The following February and March, he published two articles in The Sporting Magazine explaining and defending this rule change. They combined passionate argument with intricate technical detail, and took on the many objections to the scheme raised by doubters, including a fear cricket would move so far in the bowler’s favour that games would be irretrievably shortened. George set himself up not as a radical but a centrist, rolling his eyes at their overactive “dread of change”. How could round-arm be considered akin to throwing, asked George, when it actually put less force on the ball than an underarm delivery? “It is an attitude common enough to a girl about to slap another’s face,” he wrote, “but the last adopted by a pugilist.”

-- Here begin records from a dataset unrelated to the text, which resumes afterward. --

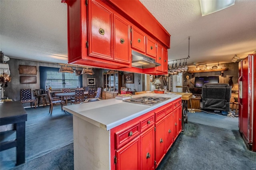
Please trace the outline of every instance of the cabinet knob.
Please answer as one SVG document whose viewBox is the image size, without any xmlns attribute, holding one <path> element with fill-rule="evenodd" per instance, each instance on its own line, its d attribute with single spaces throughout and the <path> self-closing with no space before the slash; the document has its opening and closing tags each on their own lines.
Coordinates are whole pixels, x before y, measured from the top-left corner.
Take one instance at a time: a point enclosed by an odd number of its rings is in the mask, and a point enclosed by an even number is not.
<svg viewBox="0 0 256 170">
<path fill-rule="evenodd" d="M 150 157 L 150 154 L 149 154 L 149 152 L 147 153 L 147 155 L 146 157 L 147 159 L 148 159 Z"/>
<path fill-rule="evenodd" d="M 104 35 L 105 34 L 105 31 L 102 28 L 100 28 L 99 30 L 99 32 L 100 32 L 100 34 L 101 35 Z"/>
<path fill-rule="evenodd" d="M 120 39 L 120 42 L 121 42 L 121 43 L 124 43 L 124 40 L 123 38 L 121 38 Z"/>
<path fill-rule="evenodd" d="M 160 143 L 162 143 L 164 142 L 164 140 L 162 138 L 160 139 Z"/>
</svg>

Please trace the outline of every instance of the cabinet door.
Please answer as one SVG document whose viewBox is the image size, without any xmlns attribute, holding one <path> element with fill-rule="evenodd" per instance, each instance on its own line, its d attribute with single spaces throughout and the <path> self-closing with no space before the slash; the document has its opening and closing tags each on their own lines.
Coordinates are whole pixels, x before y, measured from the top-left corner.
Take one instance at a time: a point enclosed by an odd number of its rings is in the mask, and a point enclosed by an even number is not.
<svg viewBox="0 0 256 170">
<path fill-rule="evenodd" d="M 163 72 L 166 73 L 168 71 L 168 51 L 166 48 L 163 48 L 162 58 Z"/>
<path fill-rule="evenodd" d="M 130 27 L 128 21 L 121 16 L 114 16 L 114 57 L 117 62 L 131 65 L 130 54 Z"/>
<path fill-rule="evenodd" d="M 163 71 L 163 52 L 164 47 L 160 44 L 157 44 L 157 47 L 156 47 L 156 61 L 157 63 L 161 64 L 161 65 L 157 67 L 156 68 L 156 70 L 158 71 Z"/>
<path fill-rule="evenodd" d="M 116 150 L 117 170 L 141 169 L 140 140 L 139 136 Z"/>
<path fill-rule="evenodd" d="M 114 60 L 112 53 L 113 13 L 94 0 L 88 1 L 88 55 Z"/>
<path fill-rule="evenodd" d="M 163 73 L 168 71 L 168 51 L 167 49 L 160 44 L 158 44 L 156 47 L 156 62 L 161 64 L 161 66 L 157 67 L 156 70 Z"/>
<path fill-rule="evenodd" d="M 146 52 L 145 34 L 138 29 L 132 26 L 132 48 Z"/>
<path fill-rule="evenodd" d="M 165 155 L 165 117 L 158 121 L 155 125 L 156 168 Z"/>
<path fill-rule="evenodd" d="M 156 56 L 156 42 L 152 38 L 146 37 L 146 54 L 155 58 Z"/>
<path fill-rule="evenodd" d="M 166 152 L 170 149 L 172 142 L 173 137 L 173 115 L 170 113 L 166 118 Z"/>
<path fill-rule="evenodd" d="M 180 106 L 178 109 L 178 134 L 179 134 L 182 130 L 182 107 Z"/>
<path fill-rule="evenodd" d="M 177 108 L 173 111 L 173 139 L 176 139 L 179 133 L 179 109 Z"/>
<path fill-rule="evenodd" d="M 154 168 L 155 132 L 154 126 L 148 128 L 140 135 L 142 170 L 152 170 Z"/>
</svg>

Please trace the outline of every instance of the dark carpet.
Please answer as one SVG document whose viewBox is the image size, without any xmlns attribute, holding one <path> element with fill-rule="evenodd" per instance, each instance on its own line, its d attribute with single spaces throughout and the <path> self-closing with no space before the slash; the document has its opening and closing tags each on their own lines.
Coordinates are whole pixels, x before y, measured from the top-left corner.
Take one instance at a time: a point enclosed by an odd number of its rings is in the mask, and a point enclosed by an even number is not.
<svg viewBox="0 0 256 170">
<path fill-rule="evenodd" d="M 48 109 L 26 109 L 26 162 L 15 167 L 15 148 L 10 149 L 0 152 L 1 170 L 74 169 L 72 116 L 58 106 L 51 116 Z M 188 117 L 185 132 L 158 170 L 256 168 L 256 152 L 246 147 L 237 130 L 238 118 L 204 113 Z"/>
<path fill-rule="evenodd" d="M 238 130 L 192 122 L 185 127 L 158 170 L 256 168 L 256 152 L 247 149 Z"/>
<path fill-rule="evenodd" d="M 52 114 L 46 107 L 27 108 L 26 122 L 26 162 L 42 156 L 53 150 L 73 143 L 73 116 L 61 110 L 60 106 L 54 106 Z M 1 142 L 15 138 L 16 132 L 7 132 Z M 1 170 L 15 167 L 16 148 L 0 152 Z"/>
<path fill-rule="evenodd" d="M 14 168 L 14 170 L 74 170 L 73 143 Z"/>
</svg>

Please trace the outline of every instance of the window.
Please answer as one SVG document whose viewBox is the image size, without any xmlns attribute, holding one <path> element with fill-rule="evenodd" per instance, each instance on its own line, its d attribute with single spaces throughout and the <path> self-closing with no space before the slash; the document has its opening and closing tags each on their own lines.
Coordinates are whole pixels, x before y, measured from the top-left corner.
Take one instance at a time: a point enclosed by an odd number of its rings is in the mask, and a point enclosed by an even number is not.
<svg viewBox="0 0 256 170">
<path fill-rule="evenodd" d="M 50 86 L 52 89 L 63 88 L 76 88 L 82 87 L 82 76 L 74 73 L 59 73 L 59 68 L 40 66 L 40 87 L 45 89 Z"/>
<path fill-rule="evenodd" d="M 52 89 L 75 88 L 79 87 L 78 77 L 74 73 L 46 71 L 45 85 L 51 87 Z"/>
</svg>

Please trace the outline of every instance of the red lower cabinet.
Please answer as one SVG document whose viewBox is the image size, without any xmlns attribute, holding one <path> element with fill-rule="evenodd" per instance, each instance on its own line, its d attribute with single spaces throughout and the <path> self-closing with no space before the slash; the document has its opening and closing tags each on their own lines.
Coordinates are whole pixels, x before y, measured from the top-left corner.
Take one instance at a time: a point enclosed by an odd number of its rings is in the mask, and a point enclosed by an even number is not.
<svg viewBox="0 0 256 170">
<path fill-rule="evenodd" d="M 156 169 L 181 132 L 181 102 L 176 100 L 112 129 L 111 170 Z"/>
<path fill-rule="evenodd" d="M 158 166 L 159 162 L 165 155 L 166 152 L 165 143 L 165 117 L 156 123 L 156 168 Z"/>
<path fill-rule="evenodd" d="M 166 138 L 166 150 L 169 150 L 173 142 L 173 115 L 172 113 L 169 114 L 166 118 L 165 136 Z"/>
<path fill-rule="evenodd" d="M 140 135 L 141 142 L 142 170 L 154 169 L 155 131 L 152 126 Z"/>
<path fill-rule="evenodd" d="M 140 168 L 140 138 L 138 136 L 116 150 L 116 169 L 139 170 Z"/>
</svg>

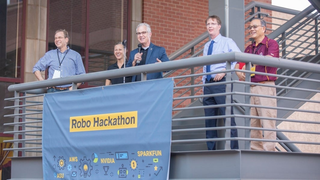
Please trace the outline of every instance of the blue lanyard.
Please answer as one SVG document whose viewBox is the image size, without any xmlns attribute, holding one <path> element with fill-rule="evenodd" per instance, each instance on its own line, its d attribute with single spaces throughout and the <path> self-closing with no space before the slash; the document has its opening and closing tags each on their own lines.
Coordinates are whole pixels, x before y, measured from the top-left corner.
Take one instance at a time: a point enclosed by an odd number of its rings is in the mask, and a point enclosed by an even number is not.
<svg viewBox="0 0 320 180">
<path fill-rule="evenodd" d="M 66 53 L 66 54 L 64 55 L 64 56 L 63 56 L 63 58 L 62 59 L 62 60 L 61 62 L 60 62 L 60 58 L 59 58 L 59 53 L 58 52 L 58 51 L 57 50 L 57 54 L 58 55 L 58 59 L 59 60 L 59 69 L 60 69 L 60 67 L 61 66 L 61 64 L 62 64 L 62 61 L 63 61 L 63 59 L 64 59 L 64 57 L 66 57 L 66 55 L 69 52 L 69 50 L 68 50 L 67 51 L 67 52 Z"/>
</svg>

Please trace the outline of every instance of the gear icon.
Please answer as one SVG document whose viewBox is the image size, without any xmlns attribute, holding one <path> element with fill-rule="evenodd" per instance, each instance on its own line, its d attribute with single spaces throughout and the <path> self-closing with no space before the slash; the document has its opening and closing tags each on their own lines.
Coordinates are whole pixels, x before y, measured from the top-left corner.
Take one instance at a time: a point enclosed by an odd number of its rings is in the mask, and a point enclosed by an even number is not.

His campaign stirred up debate in the press, and in May MCC convened a special meeting to consider the law change. George was an influential member at a time when the club’s list stretched to only a couple of hundred, many of those the most eminent gentlemen in both cricket and wider society. He was known to be good at scouting for new talent. But even he couldn’t get past the conservative bloc, led by William Ward. While the stipulation for “underhand” was removed, George’s suggestion that bowlers be able to release the ball up to shoulder height was rejected, which left round-armers in legal limbo.
Yet his efforts were not in vain: MCC finally adopted his suggestion ten years later, and his contributions to the game were celebrated in a cricket poem of the day that dubbed him “Gallant Knight”:
As a bowler first-rate, as a bat far from vile
And he bowls in the new march of intellect style.
According to Lord Harris’s History of Kent, George shaped the landscape of the game we recognise today. “But for the Gallant Knight,” he propounds, “we might, possibly, still be all bowling underhand.”
That book also drops a final tantalising nugget. Just as Willes is believed to have picked up round-arm bowling from his sister Christina, Knight is alleged to have learned it “from two ladies”. Among the items on display at the Chawton House sporting exhibit was the journal of Louisa Lushington, a family friend, who wrote that George’s sister Marianne played cricket with her brothers. Marianne may well have adopted the round-arm style to avoid her arm getting stuck in her skirts, just as Christina Willes did. And who might she have learned that from? Is it possible that aunt Jane – like her heroine Catherine Morland – once turned her arm over too?
Emma John is an author and journalist, whose debut book, Following On: A Memoir of Teenage Obsession and Terrible Cricket, was the 2017 Wisden Book of the Year.